Kerkelijk Leven

Russische baptistenleider beleefde emigratie als deportatie

Vins: Mijn kruis is niet zwaar

Door ds. N. Velichko
KIEV – „Er is geen grotere schat dan Christus. Dit voel je des te beter wanneer ze Hem van je willen afnemen en ze je verbieden deze rijkdom aan anderen te verkondigen. Want alle mensen hebben Christus nodig!” Dat schreef de zondag overleden baptistenprediker Georgi Vins in 1970 in een rondzendbrief aan onze baptistengemeenten. Typerende woorden van het “internationaal symbool voor de vervolgde kerk”.

„In de wereld zult gij verdrukking hebben, maar hebt goede moed: Ik heb de wereld overwonnen”. Die belofte liet de Heere Zijn volgelingen na. Ze zijn voluit bewaarheid in het leven van Georgi Vins. Als kind leerde hij al wat het betekende te behoren tot de „vijanden van het volk”. Uit de verhalen van zijn ouders wist hij dat zijn opa Jacob Vins voorganger was van de baptistengemeente in Samara en daarom werd gearresteerd. Zijn vader Peter diende als prediker de gemeente van Blagoveschenk. Begin jaren dertig koos de Unie van Baptisten in het Verre Oosten hem tot voorzitter. Voor de communistische machthebbers gold Peter als een gevaarlijk mens. Driemaal werd hij gearresteerd en in 1937 door de KGB geëxecuteerd.

Hoop
De tragische familiegeschiedenis weerhield Georgi er niet van om in het spoor van zijn vader te treden. Kort na de Tweede Wereldoorlog legde hij in de gemeente van Kiev getuigenis af van zijn hoop op Christus en ontving hij de heilige doop. Sindsdien mocht onze gemeente regelmatig zijn indringende prediking horen, die doortrokken was van het brandend verlangen om zondaren tot bekering te bewegen.

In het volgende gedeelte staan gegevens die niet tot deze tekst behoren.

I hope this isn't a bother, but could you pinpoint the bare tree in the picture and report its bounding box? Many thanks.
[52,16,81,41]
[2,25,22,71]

In 1961 sloot hij zich aan bij de beweging voor hervorming van de kerken, die haar stem verhief tegen de meegaande houding van de kerkelijke leiding in Moskou ten opzichte van het communistische regime. Vins en zijn vrienden wezen erop dat christenen Gode meer gehoorzaam moeten zijn dan de mensen, zeker als duidelijk is dat de overheid de kerk wil vernietigen. Onomwonden weigerde Vins om kinderen uit de kerk te weren en het evangelisatiewerk stop te zetten.

Die keus betekende dat Georgi door het Kremlin als een van de belangrijkste staatsvijanden werd beschouwd. De haat verhevigde toen hij in 1963 werd gekozen tot secretaris van de landelijke raad van niet-geregistreerde baptisten. Vins reisde als evangelist voor heel de voormalige USSR naar de verste uithoeken van ons onmetelijke land om de broeders te bemoedigen. Zijn reizen hadden vaak iets weg van een vlucht. Meestal kon hij slechts enkele uren op een plaats zijn. Dan moest hij weer vertrekken, omdat de KGB hem op de hielen zat.

Met open vizier
Toch was Vins geen echte ondergrondse werker. Met open vizier trad hij de overheid tegemoet. Samen met de voorzitter van de broederraad, Gennadej Kroetsjkov, ging hij enkele keren door de deuren van de 'rode burchten' in Moskou om vrijheid voor de gemeenten te bepleiten. Als het om de zaak van de hemelse Koning ging, vreesde hij geen vorst of overheid.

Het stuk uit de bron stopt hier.